Die Personalkosten steigen um 1,6 Millionen Euro auf 23,5 Millionen Euro. Der Personalbedarf wird immer höher, allein wegen der Bewältigung des Flüchtlingsstroms müssen fünf weitere Mitarbeiter in der Kreisverwaltung eingestellt werden.

Dem Flüchtlingsproblem nahmen sich alle Redner an. Alle lobten das große ehrenamtliche Engagement der vielen Bürger. Gleichzeitig waren sich alle einig, dass es großer Anstrengungen bedarf, die Flüchtlinge in der Gesellschaft zu integrieren.Meinung

Eine Prise Optimismus

Von Winfried Simon

Ein Etat von fast 200 Millionen Euro - das ist eine gewaltige Summe, über die der Kreis verfügt. Die Zahl relativiert sich aber, wenn man bedenkt, dass allein der Sozialhaushalt 60 Millionen Euro ausmacht - Ausgaben, die fast ausschließlich von Bund und Land bezahlt werden und über die der Kreistag nicht entscheiden kann.
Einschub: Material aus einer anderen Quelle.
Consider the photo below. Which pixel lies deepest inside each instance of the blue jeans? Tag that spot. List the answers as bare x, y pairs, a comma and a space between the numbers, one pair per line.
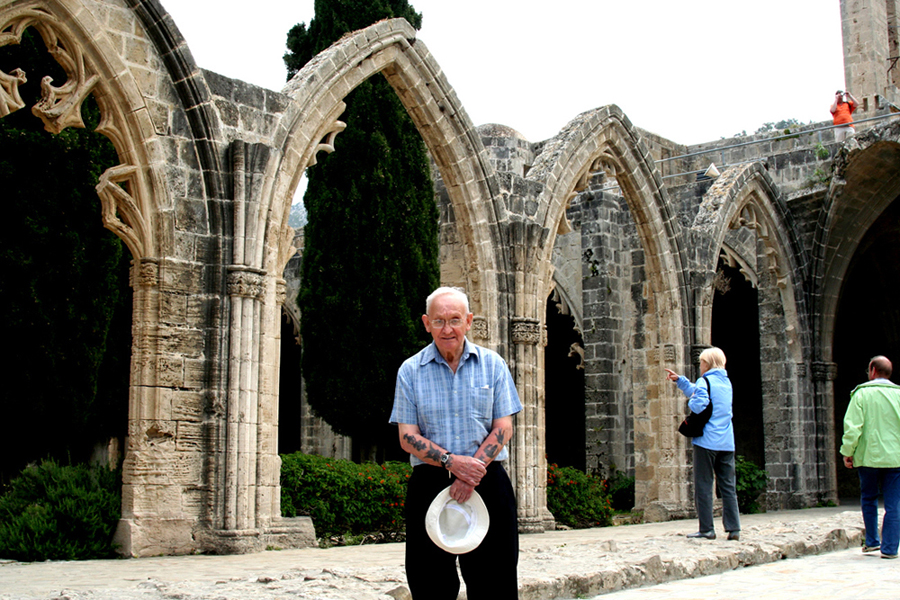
718, 464
870, 479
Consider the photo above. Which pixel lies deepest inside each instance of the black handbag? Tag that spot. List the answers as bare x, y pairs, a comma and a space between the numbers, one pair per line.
693, 424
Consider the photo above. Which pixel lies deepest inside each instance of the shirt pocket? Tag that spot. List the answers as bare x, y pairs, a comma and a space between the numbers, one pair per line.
482, 403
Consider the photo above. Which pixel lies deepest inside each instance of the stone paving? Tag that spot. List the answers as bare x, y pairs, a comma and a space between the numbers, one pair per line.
559, 564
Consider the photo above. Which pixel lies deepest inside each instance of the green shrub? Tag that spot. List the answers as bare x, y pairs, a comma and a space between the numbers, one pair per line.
53, 512
577, 499
344, 497
751, 482
621, 491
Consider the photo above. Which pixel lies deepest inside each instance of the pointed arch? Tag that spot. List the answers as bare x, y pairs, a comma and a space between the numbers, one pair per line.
391, 49
866, 181
746, 196
604, 139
Dass die Kassenkredite langsam aber stetig zurückgeführt werden können, ist ein Lichtblick, ebenso dass die Kreisumlage, wenn auch nur minimal, endlich einmal sinkt. Ehrlicherweise muss aber gesagt werden, dass die Wirtschaft immer noch brummt und die Kreditzinsen auf einem historischen Tiefstand sind. Alles Faktoren, die sich positiv auf den Kreishaushalt auswirken.